プラトンによれば、個々のものには、そのあるべき姿を現す理想的なイデアが存在する。
プラトンは、人間の魂はかつてイデア界に住んでいたため、この世でイデアを模倣した物事を見るたびにイデア界を思い出すと説いた。
イデアに憧れ、永遠のイデアを求めようとする欲求はエロスと呼ばれる。
エロスとは、本来はギリシャ神話に登場する恋を司る神であるが、プラトンはイデアを求める魂の欲求をそのように呼んだ。
理想の恋人の姿を追い求める恋のように、哲学はエロスの欲求に促されて、より良いものがより美しいものを探し、永遠の善や美のイデアを求めていく。
エロスが求める永遠不滅のイデアが、全ての物事の尺度であり、人間の生き方の倫理的な模範である。
このようにプラント哲学は物事のあるべき姿であるイデアを求める理想主義の立場をとった。

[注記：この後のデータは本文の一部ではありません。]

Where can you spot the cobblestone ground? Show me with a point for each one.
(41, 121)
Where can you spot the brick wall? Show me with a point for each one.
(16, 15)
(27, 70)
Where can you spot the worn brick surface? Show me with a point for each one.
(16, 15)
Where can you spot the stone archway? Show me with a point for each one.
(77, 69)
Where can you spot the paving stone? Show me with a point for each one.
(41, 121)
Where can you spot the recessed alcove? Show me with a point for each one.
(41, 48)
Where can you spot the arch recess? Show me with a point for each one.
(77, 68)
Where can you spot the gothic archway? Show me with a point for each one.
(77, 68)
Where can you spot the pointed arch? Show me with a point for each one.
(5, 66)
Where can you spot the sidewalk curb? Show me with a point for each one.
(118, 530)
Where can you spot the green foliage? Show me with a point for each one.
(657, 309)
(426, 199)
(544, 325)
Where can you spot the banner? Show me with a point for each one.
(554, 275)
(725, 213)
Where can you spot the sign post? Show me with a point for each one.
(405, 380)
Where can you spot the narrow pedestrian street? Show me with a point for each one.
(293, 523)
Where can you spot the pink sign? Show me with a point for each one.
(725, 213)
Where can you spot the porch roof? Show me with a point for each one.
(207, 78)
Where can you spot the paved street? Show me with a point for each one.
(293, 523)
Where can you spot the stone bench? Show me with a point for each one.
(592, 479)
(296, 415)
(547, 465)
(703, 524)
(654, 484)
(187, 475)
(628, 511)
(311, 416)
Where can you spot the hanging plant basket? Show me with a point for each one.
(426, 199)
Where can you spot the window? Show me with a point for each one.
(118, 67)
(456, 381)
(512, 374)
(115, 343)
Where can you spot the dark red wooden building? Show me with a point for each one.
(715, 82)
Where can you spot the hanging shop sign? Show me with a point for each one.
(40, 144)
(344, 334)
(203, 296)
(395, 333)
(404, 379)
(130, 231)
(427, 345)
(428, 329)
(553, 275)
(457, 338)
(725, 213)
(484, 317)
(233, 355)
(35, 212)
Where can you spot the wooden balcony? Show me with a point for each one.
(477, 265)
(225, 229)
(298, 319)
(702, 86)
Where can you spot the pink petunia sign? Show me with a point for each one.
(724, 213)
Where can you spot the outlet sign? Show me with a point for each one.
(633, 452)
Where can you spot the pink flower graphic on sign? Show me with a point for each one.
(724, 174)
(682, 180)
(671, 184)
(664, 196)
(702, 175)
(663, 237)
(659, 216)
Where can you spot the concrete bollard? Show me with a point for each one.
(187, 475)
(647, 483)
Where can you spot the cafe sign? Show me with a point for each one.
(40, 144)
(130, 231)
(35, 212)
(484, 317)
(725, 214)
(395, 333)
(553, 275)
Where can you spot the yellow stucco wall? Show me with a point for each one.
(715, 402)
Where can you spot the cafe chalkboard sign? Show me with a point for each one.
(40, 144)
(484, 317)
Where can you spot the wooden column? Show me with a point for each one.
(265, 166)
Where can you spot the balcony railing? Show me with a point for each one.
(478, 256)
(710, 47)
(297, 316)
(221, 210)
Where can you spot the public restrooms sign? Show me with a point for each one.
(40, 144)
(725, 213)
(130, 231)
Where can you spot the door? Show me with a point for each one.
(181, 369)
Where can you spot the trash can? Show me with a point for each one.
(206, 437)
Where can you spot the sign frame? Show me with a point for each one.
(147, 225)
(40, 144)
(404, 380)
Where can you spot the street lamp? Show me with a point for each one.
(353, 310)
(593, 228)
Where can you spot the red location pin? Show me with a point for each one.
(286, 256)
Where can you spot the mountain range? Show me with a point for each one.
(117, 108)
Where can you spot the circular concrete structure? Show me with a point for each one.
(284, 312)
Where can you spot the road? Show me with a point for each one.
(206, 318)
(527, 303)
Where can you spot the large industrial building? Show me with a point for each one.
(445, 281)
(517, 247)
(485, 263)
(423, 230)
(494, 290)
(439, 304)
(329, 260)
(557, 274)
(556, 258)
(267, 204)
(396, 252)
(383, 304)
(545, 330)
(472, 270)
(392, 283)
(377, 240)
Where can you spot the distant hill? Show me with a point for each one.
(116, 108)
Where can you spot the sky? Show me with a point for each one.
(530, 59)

そこには、イデアを基準にして現実の人間や国家を批判し、より完全なものへと近づけようとする、プラトンの実践的な意欲がうかがえる。
プラトンは人間の魂を理性・意思・欲望と言う3つの部分に分け、魂の理想的なあり方を考えた。
魂の三つの部分が知恵・勇気・節制という徳をそなえ、それぞれの仕事を果たして、魂が全体として調和のとれた正しい秩序を保つとき、正義の徳が生まれる。
理性を中心にした秩序正しい魂からは正しい行為が生まれる。
これに対して、魂の三つの部分の関係が逆転して、理性が統率力をうしない、意思が弱体化して、欲望がわがもの顔に振る舞って、魂を支配する無秩序な状態が不正である。
このように、魂の主体を理性に置くところには、人間は理性的動物であると言う古代ギリシャの人間観がうかがえる。
プラトンが説いた、知恵・勇気・節制・正義の4つの徳を古代ギリシャの四元徳とした。